I don’t know:  Do you think Rivera is deliberately trying to make Mark look like a bona fide clown? We all know that Mark is talking out of his ass here, since he has done virtually no research or investigation, other than take photos of dead fish.

Now, if Rivera wanted to parody self-declared “online journalists” posting their nonsense and misinformation on the Internet, she could have created a character to do that while having Mark criticize that person’s lack of professionalism. This would also reinforce Mark’s own standing. Instead, Rivera has made Mark the online half-baked potato.

So, is this what Mark’s vaunted journalism really amounts to? Who knows, maybe in this story the accident really was caused by careless railroad workers not doing their best. But Mark didn’t take the time to actually do an investigation, did he?!

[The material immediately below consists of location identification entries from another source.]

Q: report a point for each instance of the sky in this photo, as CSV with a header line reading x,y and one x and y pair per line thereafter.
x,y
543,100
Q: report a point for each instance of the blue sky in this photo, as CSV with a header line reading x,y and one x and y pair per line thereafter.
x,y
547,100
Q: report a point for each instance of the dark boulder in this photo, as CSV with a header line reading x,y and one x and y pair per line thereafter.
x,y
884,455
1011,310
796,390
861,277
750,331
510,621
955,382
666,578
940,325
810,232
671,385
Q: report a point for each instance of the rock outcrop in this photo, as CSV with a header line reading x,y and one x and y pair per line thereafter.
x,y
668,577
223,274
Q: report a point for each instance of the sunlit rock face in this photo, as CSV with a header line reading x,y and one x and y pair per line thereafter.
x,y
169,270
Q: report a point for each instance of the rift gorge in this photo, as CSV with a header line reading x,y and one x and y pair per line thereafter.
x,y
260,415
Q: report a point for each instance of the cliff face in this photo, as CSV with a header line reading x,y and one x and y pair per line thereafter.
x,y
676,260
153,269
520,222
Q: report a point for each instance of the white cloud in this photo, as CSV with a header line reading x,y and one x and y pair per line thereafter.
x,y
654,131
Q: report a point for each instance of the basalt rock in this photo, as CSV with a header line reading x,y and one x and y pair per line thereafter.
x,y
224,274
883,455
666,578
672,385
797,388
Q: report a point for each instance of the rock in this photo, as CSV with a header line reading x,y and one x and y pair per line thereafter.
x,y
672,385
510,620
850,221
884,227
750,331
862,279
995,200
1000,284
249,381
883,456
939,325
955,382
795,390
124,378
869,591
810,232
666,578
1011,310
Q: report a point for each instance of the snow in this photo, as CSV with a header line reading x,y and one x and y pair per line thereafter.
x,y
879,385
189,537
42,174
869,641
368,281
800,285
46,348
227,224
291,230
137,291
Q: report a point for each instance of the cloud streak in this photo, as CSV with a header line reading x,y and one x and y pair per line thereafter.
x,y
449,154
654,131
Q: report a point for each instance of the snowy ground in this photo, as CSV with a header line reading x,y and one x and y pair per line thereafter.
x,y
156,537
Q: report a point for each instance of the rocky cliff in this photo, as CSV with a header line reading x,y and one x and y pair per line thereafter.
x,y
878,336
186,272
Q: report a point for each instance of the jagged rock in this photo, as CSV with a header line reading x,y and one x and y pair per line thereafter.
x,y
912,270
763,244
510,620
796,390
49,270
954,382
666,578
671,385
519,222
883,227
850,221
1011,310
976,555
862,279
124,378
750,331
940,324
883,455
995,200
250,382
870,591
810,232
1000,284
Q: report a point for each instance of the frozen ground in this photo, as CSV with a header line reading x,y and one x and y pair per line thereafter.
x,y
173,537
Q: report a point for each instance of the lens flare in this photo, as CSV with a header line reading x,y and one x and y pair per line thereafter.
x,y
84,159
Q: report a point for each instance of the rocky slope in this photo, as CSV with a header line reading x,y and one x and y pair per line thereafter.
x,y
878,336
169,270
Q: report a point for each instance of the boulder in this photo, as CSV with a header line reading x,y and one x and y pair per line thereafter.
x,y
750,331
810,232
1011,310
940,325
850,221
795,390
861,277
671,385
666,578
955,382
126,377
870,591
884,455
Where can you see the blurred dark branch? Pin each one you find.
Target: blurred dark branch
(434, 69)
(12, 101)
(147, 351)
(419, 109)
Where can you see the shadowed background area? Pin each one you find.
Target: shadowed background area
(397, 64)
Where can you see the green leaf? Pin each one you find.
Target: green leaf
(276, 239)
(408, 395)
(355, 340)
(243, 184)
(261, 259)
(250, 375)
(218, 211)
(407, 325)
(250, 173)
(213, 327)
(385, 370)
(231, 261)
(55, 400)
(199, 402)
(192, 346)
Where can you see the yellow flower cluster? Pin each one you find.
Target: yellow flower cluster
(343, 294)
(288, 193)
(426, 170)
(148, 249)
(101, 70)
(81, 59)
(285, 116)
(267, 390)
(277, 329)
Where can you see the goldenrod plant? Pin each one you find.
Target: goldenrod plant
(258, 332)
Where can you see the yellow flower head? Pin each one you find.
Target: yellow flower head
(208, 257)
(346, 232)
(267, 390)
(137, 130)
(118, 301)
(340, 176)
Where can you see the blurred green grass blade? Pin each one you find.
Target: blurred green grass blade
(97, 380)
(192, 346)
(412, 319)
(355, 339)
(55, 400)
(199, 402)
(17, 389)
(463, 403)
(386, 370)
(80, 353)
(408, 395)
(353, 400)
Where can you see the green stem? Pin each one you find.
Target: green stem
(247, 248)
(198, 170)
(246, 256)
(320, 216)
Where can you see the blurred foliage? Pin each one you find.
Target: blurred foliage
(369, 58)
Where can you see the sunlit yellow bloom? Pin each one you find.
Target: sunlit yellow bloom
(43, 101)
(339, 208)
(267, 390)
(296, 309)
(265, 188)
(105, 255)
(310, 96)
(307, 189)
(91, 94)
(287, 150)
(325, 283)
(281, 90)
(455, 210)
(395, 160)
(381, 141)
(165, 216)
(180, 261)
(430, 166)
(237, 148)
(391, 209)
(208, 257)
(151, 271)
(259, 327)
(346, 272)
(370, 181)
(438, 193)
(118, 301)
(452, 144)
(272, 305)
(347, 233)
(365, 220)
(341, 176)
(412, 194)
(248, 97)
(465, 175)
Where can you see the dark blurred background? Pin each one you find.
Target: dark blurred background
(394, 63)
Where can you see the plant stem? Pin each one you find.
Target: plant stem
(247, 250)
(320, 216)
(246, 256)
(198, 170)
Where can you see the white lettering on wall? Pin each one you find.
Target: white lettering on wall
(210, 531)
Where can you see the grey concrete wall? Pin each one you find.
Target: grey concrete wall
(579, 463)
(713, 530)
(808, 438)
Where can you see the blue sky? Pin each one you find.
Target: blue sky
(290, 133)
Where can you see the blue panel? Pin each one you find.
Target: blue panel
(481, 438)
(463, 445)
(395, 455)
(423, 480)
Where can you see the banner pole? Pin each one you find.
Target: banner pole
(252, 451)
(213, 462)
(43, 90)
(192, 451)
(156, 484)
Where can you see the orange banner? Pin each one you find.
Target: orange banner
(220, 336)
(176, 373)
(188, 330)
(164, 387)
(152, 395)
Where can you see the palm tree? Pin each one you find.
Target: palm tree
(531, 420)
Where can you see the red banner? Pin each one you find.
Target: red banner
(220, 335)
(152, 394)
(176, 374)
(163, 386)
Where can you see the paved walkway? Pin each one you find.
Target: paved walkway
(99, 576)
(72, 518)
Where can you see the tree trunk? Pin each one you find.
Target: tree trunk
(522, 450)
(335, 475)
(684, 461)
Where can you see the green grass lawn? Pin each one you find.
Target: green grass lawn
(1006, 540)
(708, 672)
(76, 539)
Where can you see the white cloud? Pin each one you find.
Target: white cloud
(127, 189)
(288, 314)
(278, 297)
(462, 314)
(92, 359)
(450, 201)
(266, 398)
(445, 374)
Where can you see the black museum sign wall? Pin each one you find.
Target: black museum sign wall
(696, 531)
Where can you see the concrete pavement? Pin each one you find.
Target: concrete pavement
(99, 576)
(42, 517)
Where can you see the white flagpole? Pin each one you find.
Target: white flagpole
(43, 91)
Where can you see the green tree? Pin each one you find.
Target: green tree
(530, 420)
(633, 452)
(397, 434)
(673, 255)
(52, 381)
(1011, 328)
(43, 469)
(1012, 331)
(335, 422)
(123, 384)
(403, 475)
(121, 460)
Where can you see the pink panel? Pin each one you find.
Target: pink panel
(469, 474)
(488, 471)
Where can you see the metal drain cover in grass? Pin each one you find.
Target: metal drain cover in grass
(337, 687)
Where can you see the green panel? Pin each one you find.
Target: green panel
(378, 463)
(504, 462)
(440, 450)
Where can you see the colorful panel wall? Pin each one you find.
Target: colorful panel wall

Art Dept:  Since when does the back seat of a muscle car (panel 2) suddenly have the space of a Mercedes Maybach? It’s usually just the opposite. I reckon it’s just another case of “artistic license” so Rivera could fit in Mark, the phone, and the text balloons. I think it could have been resolved in a more realistic manner, such as showing Mark a lot closer, like Happy in panel 3.

“As God is my witness, I thought turkeys could fly.”

An adult with a dumb idea? Now, this is what I call journalism! By “journalism”, I mean something a kid would write for a high school paper, such as a gossip column or a profile of the basketball coach.

And why the need to drive? What kind of video can Mark produce sitting inside a car? Does Mark want to broadcast a minute-by-minute report on their flight to avoid arrest by the highway patrol? Maybe he thinks they’ll spot the Senator’s car on the road and pull alongside him to ask those “tough questions” reporters and politicians always like to brag about. And avoid.